I swept my arm toward the loveseat and said, “Have a seat. We’ll unpack later. Want a glass of wine? We made a little stop along the way.”
“Algoma?” he said immediately. “I did too.”
“Fabulous,” I said, “we won’t run dry. Let’s pop open a bottle and talk about where we want to go for dinner.”
Without thinking about it, I had assumed he’d go along with us, and Nettie seemed pleased. The two of them were surprisingly comfortable together, like an old couple who had fought their battles long ago and gotten over that kind of thing. It was all a little fast for me, the way they were fitting in so neatly together, and I realized to my surprise that I’d done a little role-reversal with my aunt: I was feeling protective of her, wary about this man and what his intentions might be. Silly, but I couldn’t help it.
It developed that Henry had already made plans for dinner with another guest, but without much discussion it was decided just to bring the fellow along. His name, Henry told us, was Logan. “First name Logan,” Henry added laconically. “Logan Wagner. He’s an interesting guy.”
He said it without any particular emphasis, but I had already begun to understand that Henry was a man who didn’t emphasize anything. He would tell you that your hair was on fire exactly the same way he’d just said, “He’s an interesting guy.”
I wondered if he was hoping that Logan would keep me occupied and leave him free to go after my aunt.
Chapter 5 – Logan vs. Matthew
Logan wasn’t my type. Shaggy, a bit older than me, a little too talkative and a boring academic. He was a man with a useless trajectory in life: digging out and analyzing the ancient folklore of some precise location in Denmark. Sort of Lord of the Rings territory, from what I could gather. I like my sexy elves and warrior wizards as much as the next guy, but I didn’t want to hear about them all night over dinner.
“Are you here because of the troll story attached to Trollhaven?” I asked as we walked along Main Street.
We were headed for a tavern that Henry and Logan
had decided they liked, near the intersection with Egg Harbor Road, the downhill road that had brought us into Fish Creek. It had a big stone patio with outdoor gas heaters, and since the evening was still mild we opted to sit at an outside table. Darkness was falling by then, and the heaters gave off a golden glow.
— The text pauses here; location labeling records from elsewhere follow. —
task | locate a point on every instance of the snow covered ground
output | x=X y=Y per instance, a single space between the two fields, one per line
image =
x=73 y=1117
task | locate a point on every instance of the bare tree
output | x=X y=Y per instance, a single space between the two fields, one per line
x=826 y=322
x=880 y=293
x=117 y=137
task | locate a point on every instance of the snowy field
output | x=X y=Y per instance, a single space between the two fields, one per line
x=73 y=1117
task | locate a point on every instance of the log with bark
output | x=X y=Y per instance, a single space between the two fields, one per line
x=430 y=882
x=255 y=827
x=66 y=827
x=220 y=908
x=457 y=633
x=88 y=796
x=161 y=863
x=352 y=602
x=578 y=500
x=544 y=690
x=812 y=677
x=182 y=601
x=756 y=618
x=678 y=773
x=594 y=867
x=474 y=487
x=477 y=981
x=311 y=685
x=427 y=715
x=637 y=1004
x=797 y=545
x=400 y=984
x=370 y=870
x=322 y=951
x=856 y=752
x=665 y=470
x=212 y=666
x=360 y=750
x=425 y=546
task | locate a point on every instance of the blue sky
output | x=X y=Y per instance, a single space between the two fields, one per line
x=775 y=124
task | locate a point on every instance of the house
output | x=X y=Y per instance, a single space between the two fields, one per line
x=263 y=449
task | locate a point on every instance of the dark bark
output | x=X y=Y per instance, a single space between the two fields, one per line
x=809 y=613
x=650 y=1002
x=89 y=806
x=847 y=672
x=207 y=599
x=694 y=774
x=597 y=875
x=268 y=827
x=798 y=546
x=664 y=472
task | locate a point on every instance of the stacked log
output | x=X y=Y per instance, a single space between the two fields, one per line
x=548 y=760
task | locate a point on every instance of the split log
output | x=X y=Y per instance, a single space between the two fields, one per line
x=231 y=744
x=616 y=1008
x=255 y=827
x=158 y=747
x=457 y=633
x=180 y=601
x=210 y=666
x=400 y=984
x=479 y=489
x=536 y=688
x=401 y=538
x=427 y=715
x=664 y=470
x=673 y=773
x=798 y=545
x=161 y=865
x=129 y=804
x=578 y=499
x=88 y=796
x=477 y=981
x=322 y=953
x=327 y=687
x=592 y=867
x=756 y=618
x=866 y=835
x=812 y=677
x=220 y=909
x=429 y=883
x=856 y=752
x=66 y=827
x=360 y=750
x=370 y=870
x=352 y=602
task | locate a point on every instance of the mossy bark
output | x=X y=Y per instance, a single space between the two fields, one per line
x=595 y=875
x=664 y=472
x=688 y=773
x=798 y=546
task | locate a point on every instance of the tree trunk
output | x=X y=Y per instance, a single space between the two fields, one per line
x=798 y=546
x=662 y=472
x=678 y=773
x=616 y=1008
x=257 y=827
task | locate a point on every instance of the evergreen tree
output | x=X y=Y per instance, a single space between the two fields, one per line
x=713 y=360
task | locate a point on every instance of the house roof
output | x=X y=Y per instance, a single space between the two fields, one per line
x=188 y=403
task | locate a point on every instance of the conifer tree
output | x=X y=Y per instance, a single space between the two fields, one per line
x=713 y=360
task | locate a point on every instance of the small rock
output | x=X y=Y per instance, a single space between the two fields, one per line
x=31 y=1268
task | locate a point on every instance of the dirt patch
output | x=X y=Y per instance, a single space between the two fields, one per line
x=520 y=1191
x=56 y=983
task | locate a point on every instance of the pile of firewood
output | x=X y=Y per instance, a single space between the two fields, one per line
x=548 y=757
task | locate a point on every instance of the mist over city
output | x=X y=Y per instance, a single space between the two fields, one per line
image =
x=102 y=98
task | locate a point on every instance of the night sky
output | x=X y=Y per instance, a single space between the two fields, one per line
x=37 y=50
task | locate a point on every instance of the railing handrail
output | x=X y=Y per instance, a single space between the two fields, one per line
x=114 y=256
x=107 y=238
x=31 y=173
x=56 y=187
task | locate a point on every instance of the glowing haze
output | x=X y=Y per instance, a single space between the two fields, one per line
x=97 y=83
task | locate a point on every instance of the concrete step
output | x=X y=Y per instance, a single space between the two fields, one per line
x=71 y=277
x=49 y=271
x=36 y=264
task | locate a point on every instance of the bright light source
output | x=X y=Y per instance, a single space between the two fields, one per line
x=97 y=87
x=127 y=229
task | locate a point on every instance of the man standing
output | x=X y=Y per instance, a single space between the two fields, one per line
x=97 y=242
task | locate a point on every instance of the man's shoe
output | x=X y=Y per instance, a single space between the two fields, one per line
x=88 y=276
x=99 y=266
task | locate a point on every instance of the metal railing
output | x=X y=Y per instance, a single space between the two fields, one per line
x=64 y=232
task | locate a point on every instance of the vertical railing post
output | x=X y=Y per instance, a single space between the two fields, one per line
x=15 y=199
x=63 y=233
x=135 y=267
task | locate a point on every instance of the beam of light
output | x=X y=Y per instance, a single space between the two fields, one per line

“I’ve been coming to Trollhaven for years,” he said. “The legend was what attracted me at first, but I got to be good friends with Arnie and Bess Klausen – especially Bess, while she was alive – and I got into the habit of thinking of Trollhaven as a place of peace and healing. I try to get here at least once every few years. But the troll legend? Of course it was interesting, being right under my nose, so to speak, but over the years my field of interest has clarified. My current focus is on the politics of Asgard. It has intriguing psychological and familial parallels to the legends of the Greek god-family, and by extension, the Roman gods. I’m trying to trace any real, provable connections through the ancient epics and the fragments of remaining texts, though the task may seem hopeless. The earliest Old Norse compilations – both the Prose and the Poetic Eddas – date only to the 13th century, but their source material is much older. Greek legend dates to nearly 200 B.C.E., but the similarities are too striking to ignore. Of course, I’m hardly the first one to have noticed.”
“Uh huh.”
“Nevertheless, it’s nice to take a side-track every now and then into the legends carried here by the early Danish settlers. Come to think of it,” he said, getting energized, “Thor was known as a hunter of trolls. Thus, their reputed fear of lightning. Which is, of course, why trolls are said not to appear during thunderstorms. They remember the strike of Thor’s hammer.”
“I see.”
“And they can’t come out in the daytime, as you probably remember from fairytales you heard as a kid.”
“Oh, yeah.”
“So not to worry; we won’t be bothered by any trolls, unless we wander through the woods at nighttime.”